The term Just Energy Transition (JET)’s main focus is to transition South Africa’s energy sector in an effort to move away from coal to a more cleaner and environmentally healthy source of energy. It is part of the Presidential Climate Commission’s work, which is focused on achieving a “Just Energy Transition” to make sure that communities and people who depend on high-emitting energy sources like coal are not left behind as society transitions to a low-emissions economy.
So how much will this transition cost? It is estimated that the cost of South Africa’s just energy transition will be around R1.5 trillion ($97 billion) and would be spread out over the next 5 years. This is in effort to reduce carbon emissions. The estimated amount to be invested in the Just Energy Transition is substantial, but in the long run, will boost South Africa’s economy and will yield great results and gains by the year 2050, if its implementation runs smoothly. Below is a breakdown of the cost of South Africa’s Just Energy Transition.
Cost of Just Energy Transition (JET) in 2023-2030
As stated above by 2030, the Just Energy Transition will bring about economic gains for South Africa. In fact, if it is implemented correctly the $97 billion used for the Just Energy transition will be regained, even doubled. The Just Energy Transition will reduce carbon emissions, which means gains in trade for South African Exports. It will also reduce the amount spent to curb load-shedding.
As the country moves away from coal and to mainly using renewables, the more noticeable these gains would be. This will also be in South Africa’s best interests in the sense that this investment in Just Energy Transition will replace South Africa’s unreliable and old coal power plants.
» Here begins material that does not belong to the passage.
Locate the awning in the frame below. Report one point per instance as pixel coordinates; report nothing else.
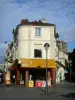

Renewables can help reduce loadshedding, which is already costing the country an estimated $24 billion as of 2022. If the country can overcome this and reduce loadshedding, it is expected to save about $192 billion by 2030, that is $24 billion for 8 years. That amount can be used to cover the $97 billion used for the JET.
The Just Energy Transition would also reduce the carbon intensity of the country’s exports, by improving the country’s competitiveness on global markets. About one-third of South Africa’s exports would be at risk if the European Union implemented a carbon tax at the border, which could result in a loss of $8 billion annually or $64 billion by 2030. Reduced air and water pollution would also improve the health and productivity of workers while lowering the danger of premature death.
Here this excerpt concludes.